C’est ce qu’il est à même d’apporter à la Fondation Jérôme Lejeune dans sa tâche essentielle d’animation, à travers le monde, de la recherche sur les maladies génétiques de l’intelligence.
J.-M. L.M. : Oui, le trésor de la consultation, ce sont ses patients. Et il faut souligner que leur nombre ne cesse d’augmenter, ce qui est à la fois bon signe mais aussi l’indice que notre responsabilité s’alourdit.
En effet, nous n’avons pas le droit de décevoir ces familles qui ont placé leur espoir dans le service rendu par l’Institut.

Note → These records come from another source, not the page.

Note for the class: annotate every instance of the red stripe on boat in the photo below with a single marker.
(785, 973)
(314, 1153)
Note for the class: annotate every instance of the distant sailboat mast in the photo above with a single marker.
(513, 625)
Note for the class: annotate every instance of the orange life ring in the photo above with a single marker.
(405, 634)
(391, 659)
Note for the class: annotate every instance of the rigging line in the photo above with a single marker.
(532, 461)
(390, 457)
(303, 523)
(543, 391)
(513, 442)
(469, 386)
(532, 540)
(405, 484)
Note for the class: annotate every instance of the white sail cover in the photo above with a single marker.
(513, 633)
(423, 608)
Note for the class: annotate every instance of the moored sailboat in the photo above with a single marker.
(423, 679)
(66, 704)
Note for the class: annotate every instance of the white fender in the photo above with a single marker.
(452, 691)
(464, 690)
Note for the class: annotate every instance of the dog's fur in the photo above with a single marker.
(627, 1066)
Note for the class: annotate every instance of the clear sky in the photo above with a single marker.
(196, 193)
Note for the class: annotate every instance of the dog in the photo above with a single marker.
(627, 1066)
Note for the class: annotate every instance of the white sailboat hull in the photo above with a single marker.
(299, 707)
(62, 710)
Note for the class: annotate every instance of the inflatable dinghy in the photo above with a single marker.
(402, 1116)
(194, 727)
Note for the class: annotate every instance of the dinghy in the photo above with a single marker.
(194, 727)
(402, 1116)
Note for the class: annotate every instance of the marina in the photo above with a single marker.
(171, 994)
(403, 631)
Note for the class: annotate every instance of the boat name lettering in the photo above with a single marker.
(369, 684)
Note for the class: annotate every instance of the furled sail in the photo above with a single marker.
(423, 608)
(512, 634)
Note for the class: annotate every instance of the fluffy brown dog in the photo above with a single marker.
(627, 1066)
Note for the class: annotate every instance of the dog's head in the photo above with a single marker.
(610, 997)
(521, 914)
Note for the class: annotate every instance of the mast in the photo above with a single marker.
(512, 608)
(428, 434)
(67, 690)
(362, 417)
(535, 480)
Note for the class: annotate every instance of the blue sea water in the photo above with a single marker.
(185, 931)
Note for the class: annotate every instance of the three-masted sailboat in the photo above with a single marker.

C’est pourquoi, non seulement l’accueil, le diagnostic, le conseil, le suivi doivent être maintenus à leur plus haut niveau, mais nous avons aussi le devoir d’anticiper l’attente des familles qui souhaitent que les choses bougent ! Et cela passe par la mise en œuvre de programmes de recherche clinique comportant des inclusions de patients, évoquée par Jean-Marie Schmitz.
Quels sont les principaux projets de l’Institut concernant la recherche ?
J.-M. S. : Les priorités pour les recherches cliniques sont le traitement des apnées obstructives du sommeil chez les adultes et les adultes vieillissants, et l’utilisation de logiciels informatiques pour améliorer stratégie visuelle et suivi oculaire, et apprentissage de la lecture, du graphisme et de l’écriture. Pour ce qui concerne la recherche thérapeutique, nous avons décidé, à la fin du mois de juillet, d’engager une étude validée par le Conseil Scientifique qui concerne les effets de l’acide folique et d’une hormone thyroïdienne sur les capacités cognitives des bébés trisomiques. Ce projet ACTHYF, conduit par le Dr Clotilde Mircher, va se dérouler sur quatre à cinq années. Il constitue l’une de nos espérances.
J.-M. L.M. : L’Institut est la prunelle des yeux de la Fondation Jérôme Lejeune. Nous avons une entière confiance dans son personnel et l’avis des cliniciens qui côtoient les familles au quotidien est précieux. Jamais nous ne refuserons un centime à un projet qui va dans le sens de l’amélioration de la santé des patients, validé par le Conseil Scientifique, comme c’est le cas par exemple du projet ACTHYF. Au contraire, ces projets, nous les sollicitons. Ce qui est le plus difficile, c’est d’avoir une vision stratégique à moyen et long terme, de prioriser des objectifs de recherche en cohérence avec ceux, plus fondamentaux, de la Fondation, de rechercher des collaborations à l’extérieur – car nous n’avons pas la science infuse – et d’arbitrer. Mais l’amitié des deux Présidents comme celle qui unit bon nombre de membres de l’Institut et de la Fondation est le chemin de notre ambition.